Now he had reached it, and its shadow fell straight across his path. He did not halt to examine it, but strode forward through the open gate and entered upon the winding road. At the same moment he was astonished to notice that the painful clutch at his heart was immediately lifted, and that with it, too, all the indescribable uneasiness which he had characterized to himself as ”moral” had utterly disappeared.

He had walked on for some little distance before another rather remarkable fact struck his attention. The country was no longer vague; rather, it was peculiarly distinct, and he was able to see for long distances over what seemed considerable stretches of parklike land, gray, indeed, in tone and somehow sad with a most poignant melancholy, yet superficially, at least, well cultivated and in some parts richly timbered. He looked behind him to catch a glimpse of Todd and of the sea, but was surprised to find that in that direction the whole landscape was become indistinct and shadowy.

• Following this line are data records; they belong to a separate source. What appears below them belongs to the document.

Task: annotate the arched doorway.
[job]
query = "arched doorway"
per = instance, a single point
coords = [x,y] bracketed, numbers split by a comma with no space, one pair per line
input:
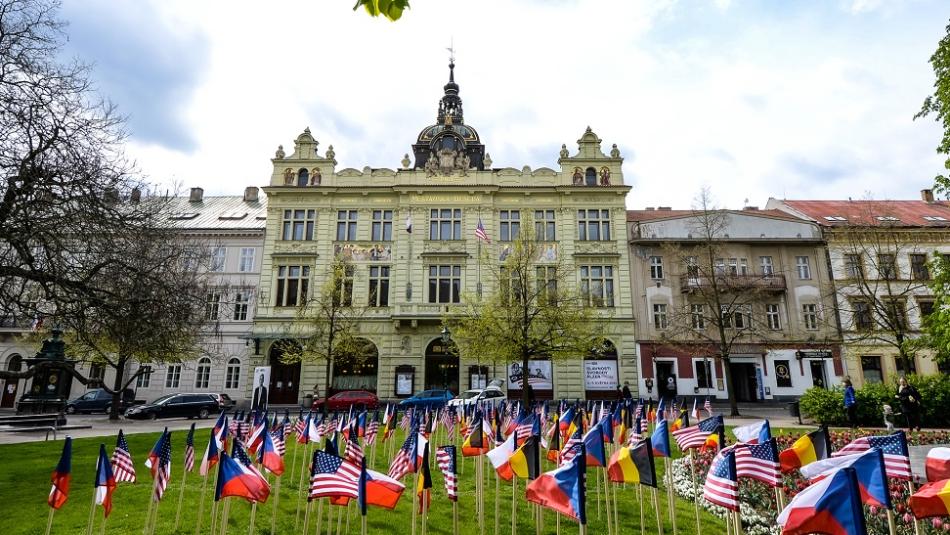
[356,369]
[601,372]
[284,377]
[442,366]
[10,387]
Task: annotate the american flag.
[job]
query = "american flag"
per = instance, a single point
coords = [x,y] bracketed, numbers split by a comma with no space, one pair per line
[445,457]
[722,485]
[759,462]
[333,477]
[480,232]
[190,449]
[894,448]
[405,458]
[695,436]
[122,468]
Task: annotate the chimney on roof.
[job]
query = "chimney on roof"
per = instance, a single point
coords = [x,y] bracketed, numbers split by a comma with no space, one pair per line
[197,195]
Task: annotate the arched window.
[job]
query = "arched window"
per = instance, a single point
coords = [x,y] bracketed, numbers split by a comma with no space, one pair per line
[203,373]
[590,177]
[233,373]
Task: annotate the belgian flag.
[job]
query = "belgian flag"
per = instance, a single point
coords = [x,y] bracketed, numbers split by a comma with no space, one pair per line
[633,464]
[809,448]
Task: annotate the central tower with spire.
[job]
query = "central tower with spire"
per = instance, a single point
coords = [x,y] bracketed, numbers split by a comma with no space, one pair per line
[449,139]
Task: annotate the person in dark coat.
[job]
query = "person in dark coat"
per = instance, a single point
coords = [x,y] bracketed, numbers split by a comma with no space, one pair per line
[910,403]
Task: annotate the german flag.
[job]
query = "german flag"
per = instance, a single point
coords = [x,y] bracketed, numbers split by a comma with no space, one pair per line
[633,464]
[809,448]
[525,461]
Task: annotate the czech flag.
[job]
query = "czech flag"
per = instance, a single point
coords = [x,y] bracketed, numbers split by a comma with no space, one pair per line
[661,440]
[831,506]
[563,489]
[105,482]
[235,480]
[933,499]
[633,464]
[61,476]
[809,448]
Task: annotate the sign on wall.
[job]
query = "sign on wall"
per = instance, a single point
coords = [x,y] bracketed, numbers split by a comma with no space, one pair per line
[600,374]
[539,375]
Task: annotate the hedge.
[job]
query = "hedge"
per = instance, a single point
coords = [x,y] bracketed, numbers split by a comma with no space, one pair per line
[826,406]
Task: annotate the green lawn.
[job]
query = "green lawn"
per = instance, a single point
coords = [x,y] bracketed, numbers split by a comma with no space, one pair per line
[24,484]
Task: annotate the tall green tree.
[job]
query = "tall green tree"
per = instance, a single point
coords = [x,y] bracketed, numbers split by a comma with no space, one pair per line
[533,310]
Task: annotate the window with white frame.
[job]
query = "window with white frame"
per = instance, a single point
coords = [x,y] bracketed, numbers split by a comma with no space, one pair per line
[218,257]
[659,316]
[232,376]
[656,267]
[172,375]
[203,373]
[246,263]
[803,266]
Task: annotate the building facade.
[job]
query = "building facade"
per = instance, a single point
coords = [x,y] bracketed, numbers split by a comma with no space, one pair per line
[411,234]
[775,290]
[879,253]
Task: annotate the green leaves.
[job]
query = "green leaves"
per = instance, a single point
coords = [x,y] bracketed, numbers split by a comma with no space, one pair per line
[391,9]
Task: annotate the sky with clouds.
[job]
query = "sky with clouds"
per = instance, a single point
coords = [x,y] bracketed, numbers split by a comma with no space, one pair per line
[752,99]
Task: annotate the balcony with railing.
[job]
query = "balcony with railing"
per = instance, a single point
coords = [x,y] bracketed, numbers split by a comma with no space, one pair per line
[732,283]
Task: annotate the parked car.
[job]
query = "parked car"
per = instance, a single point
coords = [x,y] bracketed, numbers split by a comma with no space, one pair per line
[345,400]
[428,398]
[476,395]
[176,406]
[98,400]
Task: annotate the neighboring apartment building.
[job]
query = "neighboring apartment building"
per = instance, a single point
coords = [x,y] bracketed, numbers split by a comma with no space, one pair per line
[443,192]
[774,276]
[879,253]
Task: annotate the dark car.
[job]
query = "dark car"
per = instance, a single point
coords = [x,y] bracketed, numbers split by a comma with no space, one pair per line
[428,398]
[347,399]
[97,400]
[176,406]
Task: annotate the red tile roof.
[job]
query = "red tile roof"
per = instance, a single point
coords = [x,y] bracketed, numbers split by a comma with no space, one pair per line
[907,213]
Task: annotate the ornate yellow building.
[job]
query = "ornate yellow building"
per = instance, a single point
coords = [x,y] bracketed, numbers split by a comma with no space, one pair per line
[411,233]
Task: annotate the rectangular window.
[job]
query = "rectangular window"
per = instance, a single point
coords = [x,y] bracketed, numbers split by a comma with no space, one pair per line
[382,225]
[593,225]
[703,373]
[854,266]
[656,267]
[810,316]
[544,228]
[246,264]
[298,225]
[241,299]
[218,257]
[445,284]
[698,316]
[597,285]
[379,286]
[918,267]
[509,224]
[346,225]
[445,224]
[659,316]
[772,317]
[887,266]
[803,266]
[292,285]
[783,373]
[172,375]
[212,305]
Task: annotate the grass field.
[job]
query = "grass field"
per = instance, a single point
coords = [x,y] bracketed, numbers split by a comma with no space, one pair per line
[24,485]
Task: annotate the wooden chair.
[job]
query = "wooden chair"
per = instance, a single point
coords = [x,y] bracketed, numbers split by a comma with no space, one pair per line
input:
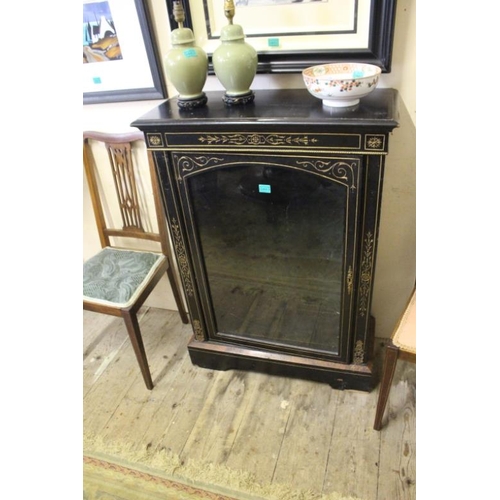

It was not long before the mournful aspect of the country about him began so to depress him and work upon his nerves that he debated with himself the advisability of returning at once to the hotel. He found that the ordinary, insignificant things about him were becoming charged with sinister suggestion and that the scenery on all sides was rapidly developing an unpleasant tendency to the macabre. Moreover, his watch told him that it was now half-past eleven - and lunch was at one. Almost hastily he turned to descend the winding road.